En la encíclica Mystici Corporis, Pío XII afirma que “a este Espíritu de Cristo, como a principio invisible, ha de atribuirse también el que todas las partes estén íntimamente unidas, tanto entre sí, como con su excelsa cabeza, estando como está todo en la cabeza, todo en el cuerpo, todo en cada uno de los miembros”.7
Vale la pena señalar que el Paráclito actúa no sólo sobre los que ya son miembros efectivos del Cuerpo Místico, sino también prepara de un modo misterioso y divino a aquellos que vendrán a formar parte de él. En este sentido, escribe el P. Emilio Saura, célebre teólogo tomista: “A unos los anima y vivifica en acto; a otros, en potencia”.8 Y añade más adelante: “La gracia que cada uno recibe, sea santificante o simplemente preparatoria, les viene de Cristo cabeza; pero es el Espíritu quien la da y quien con ella llega al miembro que la recibe, al que perfecciona más o menos, según la medida del don que le comunica. A unos llegará y los vivificará; son los miembros en acto.
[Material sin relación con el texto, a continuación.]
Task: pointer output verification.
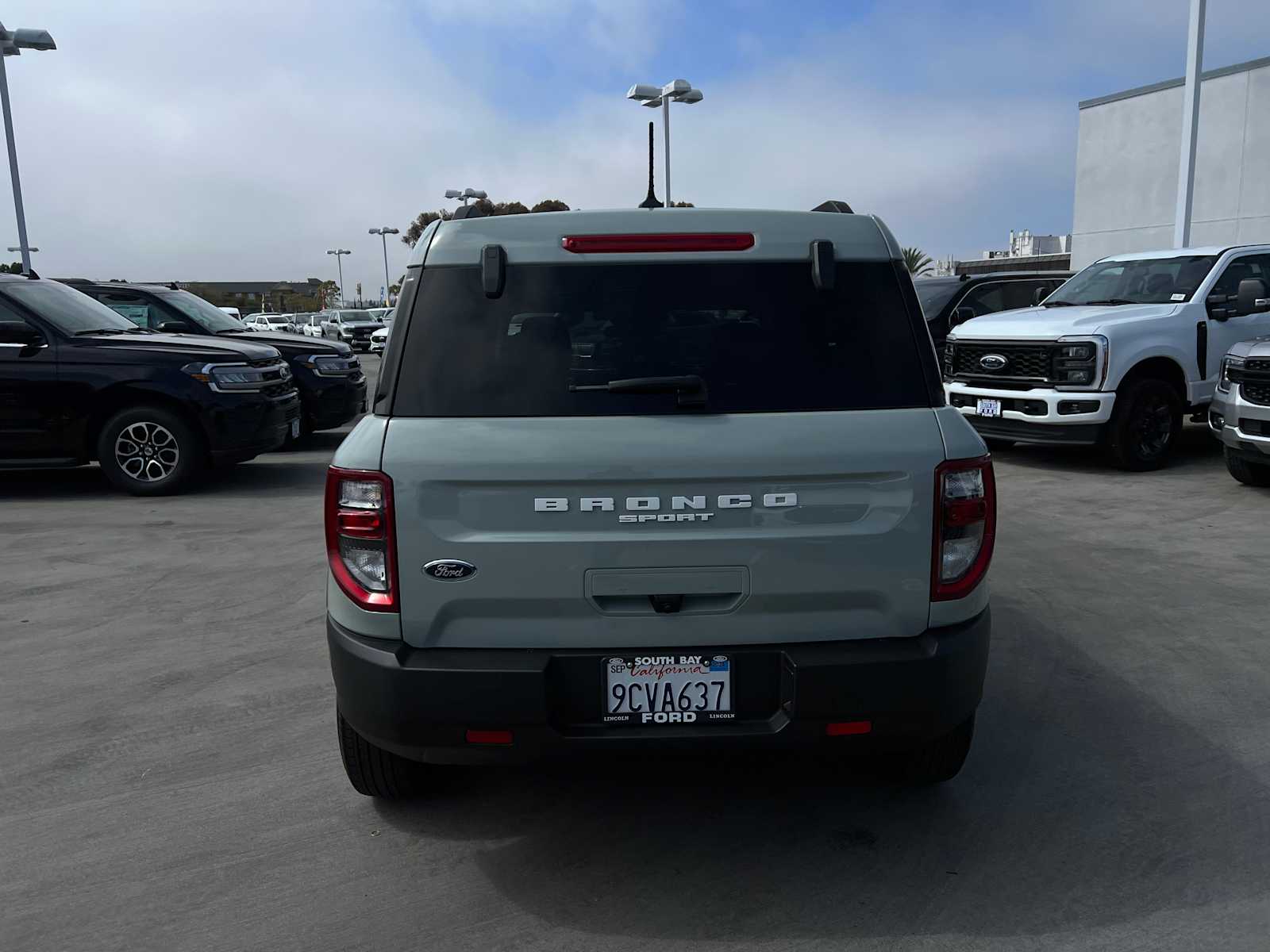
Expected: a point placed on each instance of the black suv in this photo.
(329, 378)
(79, 382)
(948, 302)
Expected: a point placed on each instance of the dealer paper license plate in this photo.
(668, 689)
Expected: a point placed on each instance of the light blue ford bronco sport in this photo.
(657, 480)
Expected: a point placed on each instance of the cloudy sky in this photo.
(241, 140)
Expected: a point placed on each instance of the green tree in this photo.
(918, 262)
(422, 221)
(492, 209)
(328, 292)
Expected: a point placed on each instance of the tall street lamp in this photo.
(384, 232)
(12, 44)
(340, 260)
(677, 92)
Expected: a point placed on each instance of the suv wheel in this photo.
(375, 772)
(149, 451)
(1145, 425)
(1248, 474)
(940, 759)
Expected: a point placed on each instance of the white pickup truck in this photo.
(1115, 357)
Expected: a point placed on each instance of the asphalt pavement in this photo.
(169, 776)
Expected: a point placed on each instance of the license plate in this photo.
(676, 689)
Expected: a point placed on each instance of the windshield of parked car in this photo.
(65, 308)
(567, 340)
(935, 294)
(206, 315)
(1143, 281)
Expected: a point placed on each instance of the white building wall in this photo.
(1127, 167)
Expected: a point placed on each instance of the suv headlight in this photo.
(238, 378)
(1080, 363)
(332, 365)
(1232, 372)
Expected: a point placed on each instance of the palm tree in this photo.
(916, 262)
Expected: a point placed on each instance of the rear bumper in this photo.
(421, 702)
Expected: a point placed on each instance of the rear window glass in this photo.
(760, 336)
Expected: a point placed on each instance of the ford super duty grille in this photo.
(1022, 362)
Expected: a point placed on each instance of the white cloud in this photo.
(241, 140)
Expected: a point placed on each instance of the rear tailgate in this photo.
(772, 527)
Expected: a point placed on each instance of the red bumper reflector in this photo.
(842, 729)
(619, 244)
(489, 736)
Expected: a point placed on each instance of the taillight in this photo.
(965, 526)
(696, 241)
(361, 549)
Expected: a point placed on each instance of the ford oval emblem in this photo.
(450, 570)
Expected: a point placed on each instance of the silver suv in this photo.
(1240, 413)
(651, 480)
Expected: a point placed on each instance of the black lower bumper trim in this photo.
(421, 702)
(1028, 432)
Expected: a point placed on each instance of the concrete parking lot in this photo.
(169, 777)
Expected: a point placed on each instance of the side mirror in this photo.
(1253, 298)
(23, 334)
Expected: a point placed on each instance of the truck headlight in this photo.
(1080, 363)
(1232, 372)
(238, 378)
(332, 365)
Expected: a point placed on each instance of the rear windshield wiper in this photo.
(691, 389)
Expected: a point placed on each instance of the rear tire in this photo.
(1145, 425)
(149, 451)
(1248, 474)
(937, 761)
(375, 772)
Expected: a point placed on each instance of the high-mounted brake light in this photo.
(361, 546)
(620, 244)
(965, 527)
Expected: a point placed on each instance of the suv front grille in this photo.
(1033, 362)
(1257, 393)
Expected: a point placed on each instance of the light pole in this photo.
(340, 260)
(384, 232)
(653, 97)
(465, 194)
(12, 44)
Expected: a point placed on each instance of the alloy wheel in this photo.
(148, 452)
(1153, 427)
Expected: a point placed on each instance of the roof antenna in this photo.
(651, 198)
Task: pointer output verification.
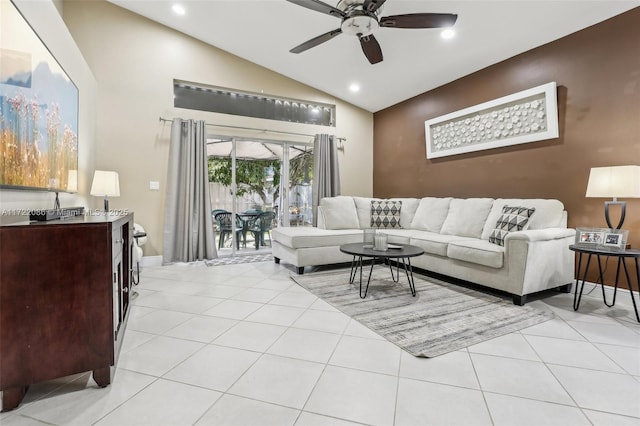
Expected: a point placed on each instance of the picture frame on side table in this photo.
(616, 239)
(602, 238)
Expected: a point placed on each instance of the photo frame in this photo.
(527, 116)
(39, 109)
(616, 239)
(602, 238)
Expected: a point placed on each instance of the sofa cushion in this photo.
(397, 235)
(363, 209)
(430, 214)
(385, 214)
(434, 243)
(338, 213)
(549, 213)
(306, 236)
(481, 252)
(512, 219)
(467, 217)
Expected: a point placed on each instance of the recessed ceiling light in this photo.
(178, 9)
(447, 33)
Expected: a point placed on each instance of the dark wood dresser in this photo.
(64, 299)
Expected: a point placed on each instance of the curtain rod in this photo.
(253, 128)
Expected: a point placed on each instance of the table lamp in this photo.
(105, 184)
(614, 182)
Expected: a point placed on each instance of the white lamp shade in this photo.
(72, 181)
(105, 183)
(614, 182)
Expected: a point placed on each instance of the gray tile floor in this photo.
(244, 345)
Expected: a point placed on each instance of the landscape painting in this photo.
(38, 111)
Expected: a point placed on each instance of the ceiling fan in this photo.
(360, 18)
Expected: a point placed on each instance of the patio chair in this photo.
(226, 227)
(261, 225)
(216, 225)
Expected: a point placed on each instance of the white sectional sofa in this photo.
(454, 234)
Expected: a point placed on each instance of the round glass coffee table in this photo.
(402, 255)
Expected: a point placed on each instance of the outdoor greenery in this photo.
(252, 175)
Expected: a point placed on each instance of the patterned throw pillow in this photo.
(385, 214)
(512, 219)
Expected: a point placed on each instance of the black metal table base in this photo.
(357, 264)
(577, 296)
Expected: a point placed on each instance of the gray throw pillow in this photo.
(385, 214)
(512, 219)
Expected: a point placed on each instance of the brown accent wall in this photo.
(598, 75)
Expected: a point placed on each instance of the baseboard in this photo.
(150, 261)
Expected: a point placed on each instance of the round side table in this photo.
(599, 253)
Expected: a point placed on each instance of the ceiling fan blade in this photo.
(371, 48)
(319, 6)
(372, 5)
(419, 20)
(316, 41)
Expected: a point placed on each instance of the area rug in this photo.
(441, 318)
(234, 260)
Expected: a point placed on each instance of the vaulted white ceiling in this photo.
(415, 60)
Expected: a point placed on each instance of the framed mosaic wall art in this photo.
(523, 117)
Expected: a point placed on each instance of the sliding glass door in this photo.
(257, 185)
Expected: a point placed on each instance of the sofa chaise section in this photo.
(455, 235)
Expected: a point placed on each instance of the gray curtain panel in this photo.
(326, 176)
(188, 229)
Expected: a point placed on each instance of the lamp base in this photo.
(623, 212)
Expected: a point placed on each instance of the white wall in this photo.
(135, 61)
(48, 24)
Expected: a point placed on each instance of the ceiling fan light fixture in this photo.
(359, 25)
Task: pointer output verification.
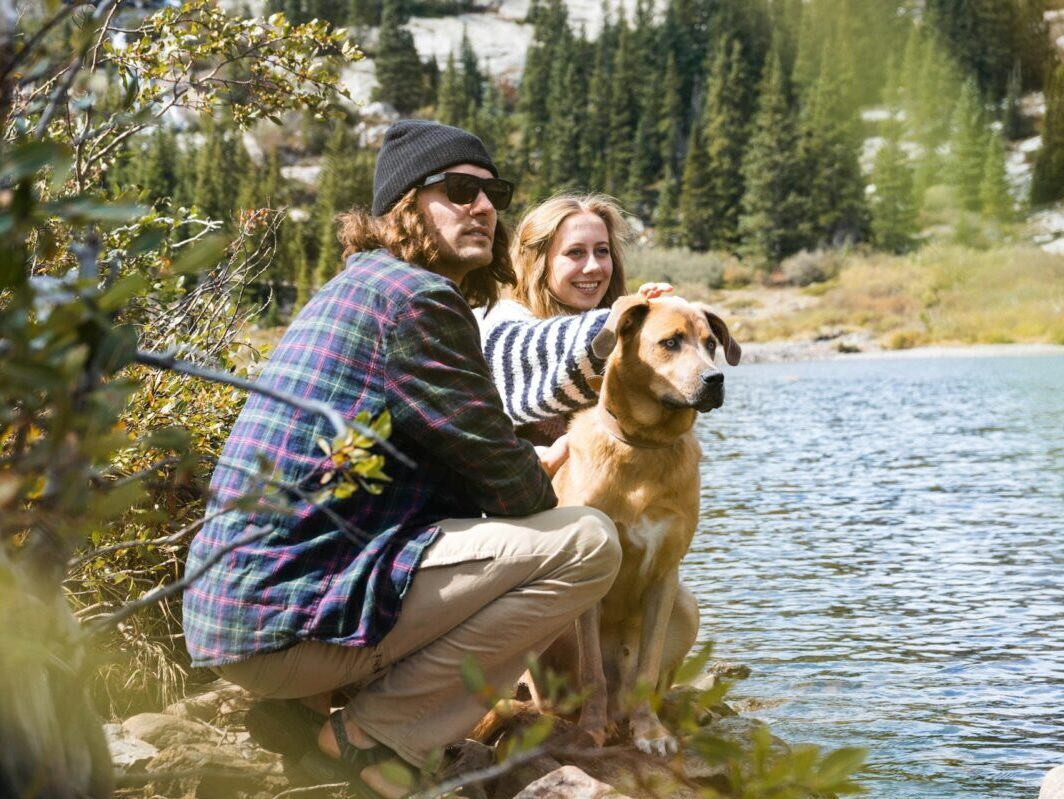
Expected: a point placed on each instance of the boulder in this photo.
(127, 753)
(215, 770)
(217, 704)
(163, 730)
(568, 782)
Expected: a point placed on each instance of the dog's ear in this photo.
(732, 351)
(625, 312)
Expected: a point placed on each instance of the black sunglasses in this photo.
(463, 188)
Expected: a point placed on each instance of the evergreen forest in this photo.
(755, 128)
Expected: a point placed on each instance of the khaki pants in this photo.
(498, 589)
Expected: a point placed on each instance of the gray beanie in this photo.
(414, 149)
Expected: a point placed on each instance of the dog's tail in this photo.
(501, 718)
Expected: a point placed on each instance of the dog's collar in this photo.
(613, 428)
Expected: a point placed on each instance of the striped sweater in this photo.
(541, 366)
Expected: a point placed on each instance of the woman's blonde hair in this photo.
(403, 233)
(534, 236)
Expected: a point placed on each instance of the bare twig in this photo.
(339, 425)
(171, 538)
(170, 589)
(311, 788)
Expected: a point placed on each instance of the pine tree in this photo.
(330, 200)
(672, 114)
(624, 112)
(430, 81)
(968, 147)
(771, 220)
(724, 138)
(453, 106)
(834, 205)
(995, 198)
(301, 267)
(217, 172)
(595, 145)
(364, 13)
(567, 99)
(894, 203)
(1047, 182)
(1013, 121)
(398, 66)
(472, 80)
(158, 173)
(666, 226)
(694, 194)
(494, 125)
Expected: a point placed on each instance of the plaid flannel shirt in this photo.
(382, 334)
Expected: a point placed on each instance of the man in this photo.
(388, 617)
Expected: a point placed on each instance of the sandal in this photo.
(352, 761)
(284, 726)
Llegará a otros y no los vivificará, sino que los dispondrá para la vivificación”.9
Inmensa responsabilidad de cada bautizado
Para formar parte de ese Cuerpo Místico, que es la Iglesia, son indispensables tres condiciones: haber recibido las aguas regeneradoras del Bautismo, profesar íntegramente la verdadera fe y no haberse separado de ella voluntariamente o haber sido apartado por la legítima autoridad, mediante excomunión, a causa de gravísimas culpas.10
Desde la perspectiva que le es propia, el Concilio Vaticano II esclarece: “A esta sociedad de la Iglesia están incorporados plenamente quienes, poseyendo el Espíritu de Cristo, aceptan la totalidad de su organización y todos los medios de salvación establecidos en ella, y en su cuerpo visible están unidos con Cristo, el cual la rige mediante el Sumo Pontífice y los obispos, por los vínculos de la profesión de fe, de los sacramentos, del gobierno y comunión eclesiástica”.11
Analizando este fragmento, el P. Royo Marín pone de relieve la responsabilidad de cada uno de los bautizados en lo que sucede en el conjunto de ese Cuerpo Místico y afirma con seguridad: “En la Iglesia todo es social y colectivo”.12
Pentecostés, por Jaume Huguet Museo de Valladolid (España)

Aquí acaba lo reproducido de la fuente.